No solace there, however.

I know that for my husband this is a done deal, that I'm just engaging in post-mortem equine abuse at this point. But is there any satisfaction for a difficult situation you just can't get out of? Why can't I move on, in fact? I have often wondered what is wrong with me. "Beautiful prison" is only funny because of the kernel of truth it holds. I could barely hope to have landed in a more picturesque place than the valley that embraces Palm Springs, California. Surrounded by rugged, gorgeously light-changed mountains, living in a well run, ecologically friendly city. Kids attending what is now officially one of the best elementary schools in the entire state and the best in our region. So, really, what the hell is my problem?

But I can sooner stop fussing about my predicament than I might, realistically, pack up and move back to my chosen city. I am, for all intents and purposes, stuck.

I have written myself out of some lousy moods before - notably I wrote a novel whilst living here with two toddlers, two cats, not enough money and an alternately always working or underworked underfoot husband in an 800 square foot apartment. I figured it was time to take this exile-hood of mine head on and write about it. It's time, if not to somehow write it away, then to at least put a finger on it, open the curtain and get this thing to rear its ugly head at me. Then, maybe at the very least, I can replace some of the anger and lethargy with amusement.

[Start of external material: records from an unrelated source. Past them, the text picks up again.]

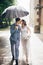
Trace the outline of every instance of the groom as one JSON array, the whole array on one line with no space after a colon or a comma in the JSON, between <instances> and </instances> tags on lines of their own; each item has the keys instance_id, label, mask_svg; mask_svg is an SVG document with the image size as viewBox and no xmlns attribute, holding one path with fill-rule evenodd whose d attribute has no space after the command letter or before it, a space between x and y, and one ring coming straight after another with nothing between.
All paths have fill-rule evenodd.
<instances>
[{"instance_id":1,"label":"groom","mask_svg":"<svg viewBox=\"0 0 43 65\"><path fill-rule=\"evenodd\" d=\"M10 27L10 43L11 43L11 52L12 52L12 61L16 61L16 65L18 65L18 57L19 57L19 45L20 45L20 26L21 23L20 18L15 19L16 22Z\"/></svg>"}]
</instances>

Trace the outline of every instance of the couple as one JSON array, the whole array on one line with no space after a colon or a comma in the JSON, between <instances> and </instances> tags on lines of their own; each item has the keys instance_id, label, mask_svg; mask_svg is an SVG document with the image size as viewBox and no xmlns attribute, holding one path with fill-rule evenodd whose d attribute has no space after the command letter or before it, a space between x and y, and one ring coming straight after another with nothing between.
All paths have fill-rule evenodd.
<instances>
[{"instance_id":1,"label":"couple","mask_svg":"<svg viewBox=\"0 0 43 65\"><path fill-rule=\"evenodd\" d=\"M16 61L16 65L18 65L18 57L19 57L19 45L20 45L20 32L21 32L21 40L24 53L26 55L26 62L28 64L28 53L27 53L27 39L28 32L30 29L26 25L25 20L21 20L20 18L15 19L15 23L10 27L10 43L11 43L11 52L12 52L12 61ZM20 26L21 25L21 26Z\"/></svg>"}]
</instances>

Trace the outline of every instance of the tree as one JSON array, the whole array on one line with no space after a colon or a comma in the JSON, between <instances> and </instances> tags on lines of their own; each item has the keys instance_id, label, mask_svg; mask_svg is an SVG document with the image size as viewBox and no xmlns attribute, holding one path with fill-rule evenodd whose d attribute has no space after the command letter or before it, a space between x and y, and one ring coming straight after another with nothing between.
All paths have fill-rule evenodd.
<instances>
[{"instance_id":1,"label":"tree","mask_svg":"<svg viewBox=\"0 0 43 65\"><path fill-rule=\"evenodd\" d=\"M13 2L15 3L15 1L16 0L0 0L0 14L4 11L5 8L13 5Z\"/></svg>"}]
</instances>

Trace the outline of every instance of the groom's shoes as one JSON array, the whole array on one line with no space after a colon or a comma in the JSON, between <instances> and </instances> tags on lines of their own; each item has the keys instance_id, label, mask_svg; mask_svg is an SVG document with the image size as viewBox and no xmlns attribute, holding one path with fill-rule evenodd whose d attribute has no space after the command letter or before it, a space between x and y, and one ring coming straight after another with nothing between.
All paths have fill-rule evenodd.
<instances>
[{"instance_id":1,"label":"groom's shoes","mask_svg":"<svg viewBox=\"0 0 43 65\"><path fill-rule=\"evenodd\" d=\"M18 59L16 60L16 65L18 65Z\"/></svg>"}]
</instances>

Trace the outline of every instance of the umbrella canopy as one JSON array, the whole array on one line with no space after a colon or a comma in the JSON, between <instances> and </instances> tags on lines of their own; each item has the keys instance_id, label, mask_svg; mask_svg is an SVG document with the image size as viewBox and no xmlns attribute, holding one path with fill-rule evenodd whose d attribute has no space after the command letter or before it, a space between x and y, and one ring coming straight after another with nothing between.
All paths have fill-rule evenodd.
<instances>
[{"instance_id":1,"label":"umbrella canopy","mask_svg":"<svg viewBox=\"0 0 43 65\"><path fill-rule=\"evenodd\" d=\"M4 18L17 18L17 17L24 17L29 14L23 7L20 6L9 6L6 8L3 13L2 17Z\"/></svg>"}]
</instances>

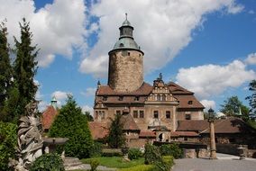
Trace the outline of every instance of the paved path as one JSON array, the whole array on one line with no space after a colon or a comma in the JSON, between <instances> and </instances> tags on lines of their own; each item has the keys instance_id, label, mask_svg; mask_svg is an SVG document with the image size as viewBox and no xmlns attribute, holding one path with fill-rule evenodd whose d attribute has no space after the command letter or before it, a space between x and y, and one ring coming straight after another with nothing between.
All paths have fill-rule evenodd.
<instances>
[{"instance_id":1,"label":"paved path","mask_svg":"<svg viewBox=\"0 0 256 171\"><path fill-rule=\"evenodd\" d=\"M217 154L219 159L176 159L172 171L256 171L256 159L239 160L239 157Z\"/></svg>"}]
</instances>

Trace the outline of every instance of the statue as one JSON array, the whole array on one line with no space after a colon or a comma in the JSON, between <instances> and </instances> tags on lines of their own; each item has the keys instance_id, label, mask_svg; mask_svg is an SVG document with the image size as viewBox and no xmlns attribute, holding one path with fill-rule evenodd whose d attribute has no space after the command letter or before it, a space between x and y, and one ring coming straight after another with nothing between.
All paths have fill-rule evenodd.
<instances>
[{"instance_id":1,"label":"statue","mask_svg":"<svg viewBox=\"0 0 256 171\"><path fill-rule=\"evenodd\" d=\"M42 155L41 123L38 115L38 101L26 105L26 113L19 120L18 161L11 161L17 171L27 171L31 164Z\"/></svg>"}]
</instances>

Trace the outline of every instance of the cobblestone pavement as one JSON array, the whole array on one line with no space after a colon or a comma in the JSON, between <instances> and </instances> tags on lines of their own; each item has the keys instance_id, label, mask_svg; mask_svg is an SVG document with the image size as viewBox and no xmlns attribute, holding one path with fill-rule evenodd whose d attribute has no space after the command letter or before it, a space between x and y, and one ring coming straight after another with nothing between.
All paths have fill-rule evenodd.
<instances>
[{"instance_id":1,"label":"cobblestone pavement","mask_svg":"<svg viewBox=\"0 0 256 171\"><path fill-rule=\"evenodd\" d=\"M183 158L172 171L256 171L256 160Z\"/></svg>"}]
</instances>

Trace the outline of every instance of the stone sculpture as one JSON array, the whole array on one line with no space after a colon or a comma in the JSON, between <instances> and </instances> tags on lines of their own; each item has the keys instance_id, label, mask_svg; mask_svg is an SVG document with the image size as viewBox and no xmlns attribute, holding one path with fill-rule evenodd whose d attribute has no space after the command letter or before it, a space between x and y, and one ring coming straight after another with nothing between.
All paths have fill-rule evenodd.
<instances>
[{"instance_id":1,"label":"stone sculpture","mask_svg":"<svg viewBox=\"0 0 256 171\"><path fill-rule=\"evenodd\" d=\"M27 171L31 164L42 155L41 123L38 112L38 101L26 105L26 113L19 120L18 128L18 161L12 160L17 171Z\"/></svg>"}]
</instances>

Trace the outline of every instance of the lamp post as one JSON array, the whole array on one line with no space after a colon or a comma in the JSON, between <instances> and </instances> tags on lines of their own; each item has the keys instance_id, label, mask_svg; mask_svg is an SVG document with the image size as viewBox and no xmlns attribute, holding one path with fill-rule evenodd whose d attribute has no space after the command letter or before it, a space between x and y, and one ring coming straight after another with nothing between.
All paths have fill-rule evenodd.
<instances>
[{"instance_id":1,"label":"lamp post","mask_svg":"<svg viewBox=\"0 0 256 171\"><path fill-rule=\"evenodd\" d=\"M210 159L217 159L216 157L216 144L215 144L215 111L210 108L208 110L208 122L209 122L209 126L210 126L210 140L211 140L211 144L210 144Z\"/></svg>"}]
</instances>

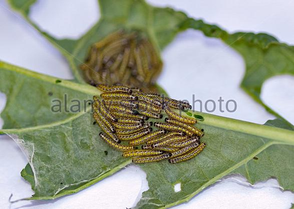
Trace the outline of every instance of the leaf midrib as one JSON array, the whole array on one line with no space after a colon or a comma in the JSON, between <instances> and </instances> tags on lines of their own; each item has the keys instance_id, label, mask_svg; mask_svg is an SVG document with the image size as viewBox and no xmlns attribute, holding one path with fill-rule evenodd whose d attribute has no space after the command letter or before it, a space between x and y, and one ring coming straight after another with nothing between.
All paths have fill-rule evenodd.
<instances>
[{"instance_id":1,"label":"leaf midrib","mask_svg":"<svg viewBox=\"0 0 294 209\"><path fill-rule=\"evenodd\" d=\"M3 68L4 68L6 70L10 70L22 73L27 76L39 79L50 83L56 84L56 80L59 79L58 78L52 76L43 75L35 72L26 70L24 68L3 62L0 62L0 67L2 67L2 70L3 70ZM1 69L0 69L0 70L1 70ZM91 96L98 95L101 93L100 90L90 85L80 84L68 80L62 80L61 82L57 83L56 85L59 85L63 87L82 92ZM248 122L194 111L190 111L189 112L192 115L196 113L196 114L200 114L204 116L205 120L202 122L200 122L199 123L200 124L264 137L271 139L274 141L279 142L280 144L294 145L294 131L293 131L257 124ZM82 114L84 113L83 113ZM60 121L57 122L45 125L44 126L45 126L45 127L48 127L54 126L56 124L59 125L64 123L64 121L69 121L72 120L73 118L75 118L76 117L79 117L78 115L80 115L78 114L78 116L76 115L72 117L69 117L64 121ZM192 116L187 116L187 117L192 117ZM13 132L18 131L18 130L22 130L22 131L25 131L27 129L30 129L30 130L32 130L33 129L38 129L40 128L40 126L42 126L26 128L22 129L10 129L10 130ZM5 131L6 131L7 133L11 133L10 132L10 129L7 129L0 130L0 134L5 133Z\"/></svg>"}]
</instances>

So, back to this baby that was just born of a friend of mine. I wrote in my journal, "I feel viscerally all the milestones, big and small, I've missed because of my proximity so far flung - the firsts, the births, the heartaches that couldn't be shared in person over a glass of wine but had to suffice over emails, MySpace (yes, I've been gone that long) and Facebook. The friendships I left were only 'off to a good start'. Foundations laid, common experiences shared and the establishment of mutual affections made." But not yet set in stone. So I am not a 'best friend' or someone to 'make sure to get out to visit', but that friend who lives in Palm Springs that is mildly concerned, amusing and/or interested and/or interesting. In short, what I get to share are the neat and tidy formalities of a well wishes cards. Electronic or handwritten and stamped, they are still, necessarily the same finite, detached sentiments. I don't get to get in there, down in the muck of regular life with the people whom I consider my friends. I am peripheral and thus extraneous.

Which, feeling this way, is at least a step up from feeling unwanted. Isolation can do that to you. So, well, that's progress.